RAG (Retrieval-Augmented Generation): A pattern where an LLM's response is grounded in retrieved documents. Director-AI scores the output of RAG pipelines, not the retrieval itself.
Reranker: A cross-encoder model that re-scores retrieved chunks for relevance before they reach the scorer. See Vector Store API.
Scorer Backend: The engine that computes NLI scores. Options: deberta (default), onnx, minicheck, lite (heuristic), rust (PyO3 FFI). See NLI Backends.
Sliding Window: In streaming mode, the scorer evaluates the most recent N tokens rather than the full response. Keeps latency constant as responses grow. See Streaming Halt.
Soft Limit: The soft_limit threshold. Scores between threshold and soft_limit trigger a warning but don't reject. See Threshold Tuning.
Streaming Halt: Director-AI's signature feature: stopping LLM token generation mid-stream when coherence drops below threshold. See Streaming Halt.
Streaming Kernel: The StreamingKernel class that wraps a token stream and injects coherence checks every N tokens. See API — StreamingKernel.
Threshold: The coherence score cutoff (0–1). Responses below this are rejected. Domain-dependent: 0.55 for support, 0.6 default, 0.7+ for medical/legal. See Threshold Tuning.

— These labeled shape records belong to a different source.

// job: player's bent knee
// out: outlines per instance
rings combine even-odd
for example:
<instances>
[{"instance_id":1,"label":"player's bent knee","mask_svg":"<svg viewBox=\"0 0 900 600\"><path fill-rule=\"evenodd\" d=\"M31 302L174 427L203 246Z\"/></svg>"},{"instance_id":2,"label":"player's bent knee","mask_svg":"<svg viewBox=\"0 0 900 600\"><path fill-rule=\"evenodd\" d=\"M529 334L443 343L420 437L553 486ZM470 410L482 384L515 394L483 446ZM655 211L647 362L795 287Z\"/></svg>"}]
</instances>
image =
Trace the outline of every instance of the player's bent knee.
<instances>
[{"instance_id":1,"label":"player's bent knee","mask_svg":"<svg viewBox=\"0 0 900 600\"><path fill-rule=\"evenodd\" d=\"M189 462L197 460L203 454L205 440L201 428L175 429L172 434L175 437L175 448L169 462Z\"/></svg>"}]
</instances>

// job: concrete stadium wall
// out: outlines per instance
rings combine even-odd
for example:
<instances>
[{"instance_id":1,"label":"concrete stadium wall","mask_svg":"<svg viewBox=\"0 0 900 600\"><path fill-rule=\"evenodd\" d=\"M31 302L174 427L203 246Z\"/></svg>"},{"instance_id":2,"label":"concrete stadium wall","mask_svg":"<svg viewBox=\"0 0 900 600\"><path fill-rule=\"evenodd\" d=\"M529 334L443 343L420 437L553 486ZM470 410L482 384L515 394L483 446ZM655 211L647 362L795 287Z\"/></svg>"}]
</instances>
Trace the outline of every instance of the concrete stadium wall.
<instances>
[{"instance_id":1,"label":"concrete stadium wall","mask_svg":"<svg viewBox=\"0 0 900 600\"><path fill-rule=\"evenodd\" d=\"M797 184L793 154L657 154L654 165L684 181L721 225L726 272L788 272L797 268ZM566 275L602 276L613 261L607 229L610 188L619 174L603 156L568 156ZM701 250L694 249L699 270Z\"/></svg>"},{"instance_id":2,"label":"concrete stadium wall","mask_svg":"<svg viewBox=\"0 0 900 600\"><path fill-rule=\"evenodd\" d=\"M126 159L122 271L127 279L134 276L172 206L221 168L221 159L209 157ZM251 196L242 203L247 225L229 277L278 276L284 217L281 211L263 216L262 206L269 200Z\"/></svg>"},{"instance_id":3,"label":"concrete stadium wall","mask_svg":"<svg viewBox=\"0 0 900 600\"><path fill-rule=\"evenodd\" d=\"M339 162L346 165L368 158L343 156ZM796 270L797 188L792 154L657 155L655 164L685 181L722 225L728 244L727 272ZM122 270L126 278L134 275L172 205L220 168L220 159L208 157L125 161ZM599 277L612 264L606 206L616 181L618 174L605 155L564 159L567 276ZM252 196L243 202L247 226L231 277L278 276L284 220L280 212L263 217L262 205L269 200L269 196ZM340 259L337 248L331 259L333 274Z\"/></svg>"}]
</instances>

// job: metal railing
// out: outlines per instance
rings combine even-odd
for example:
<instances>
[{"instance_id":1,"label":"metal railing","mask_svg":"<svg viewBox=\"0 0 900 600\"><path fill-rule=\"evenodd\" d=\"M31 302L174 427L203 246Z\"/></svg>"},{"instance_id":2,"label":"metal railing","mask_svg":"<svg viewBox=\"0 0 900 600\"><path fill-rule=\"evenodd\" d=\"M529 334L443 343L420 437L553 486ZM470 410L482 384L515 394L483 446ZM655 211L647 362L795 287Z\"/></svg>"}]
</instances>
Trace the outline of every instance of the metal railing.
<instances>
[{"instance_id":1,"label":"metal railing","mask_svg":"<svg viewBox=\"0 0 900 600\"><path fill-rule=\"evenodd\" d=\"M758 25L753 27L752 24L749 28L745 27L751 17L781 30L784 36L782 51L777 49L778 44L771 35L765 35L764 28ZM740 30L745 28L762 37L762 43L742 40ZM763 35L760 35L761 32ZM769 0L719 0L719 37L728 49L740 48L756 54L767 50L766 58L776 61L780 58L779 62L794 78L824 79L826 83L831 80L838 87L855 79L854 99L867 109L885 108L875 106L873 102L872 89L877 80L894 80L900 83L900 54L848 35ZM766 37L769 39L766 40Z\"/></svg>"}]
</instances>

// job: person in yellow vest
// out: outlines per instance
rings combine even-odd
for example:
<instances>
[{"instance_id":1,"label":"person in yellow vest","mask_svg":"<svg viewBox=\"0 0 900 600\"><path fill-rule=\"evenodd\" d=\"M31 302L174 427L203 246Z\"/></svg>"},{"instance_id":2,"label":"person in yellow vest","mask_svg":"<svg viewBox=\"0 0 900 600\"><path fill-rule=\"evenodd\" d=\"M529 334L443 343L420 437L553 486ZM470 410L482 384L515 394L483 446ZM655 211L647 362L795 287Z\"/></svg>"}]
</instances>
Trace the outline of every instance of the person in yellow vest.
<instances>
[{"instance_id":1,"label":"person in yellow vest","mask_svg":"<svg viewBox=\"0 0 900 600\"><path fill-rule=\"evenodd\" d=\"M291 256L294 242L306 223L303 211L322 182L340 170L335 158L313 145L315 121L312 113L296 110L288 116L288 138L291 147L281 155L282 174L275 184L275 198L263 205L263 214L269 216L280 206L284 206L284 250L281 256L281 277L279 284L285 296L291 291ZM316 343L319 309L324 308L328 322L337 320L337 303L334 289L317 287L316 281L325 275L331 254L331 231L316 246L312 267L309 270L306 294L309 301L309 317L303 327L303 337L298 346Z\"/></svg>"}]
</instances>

Token-Level Scoring: Evaluating coherence incrementally as each token (or batch of tokens) arrives, rather than waiting for the complete response.
Trend Detection: In streaming mode, detecting a downward trend in coherence scores across consecutive windows — an early warning before the score crosses the threshold.
Vector Backend: The storage engine for VectorGroundTruthStore. Options: memory (in-process), chroma, faiss, qdrant, pinecone, weaviate, elasticsearch. See Vector Store API.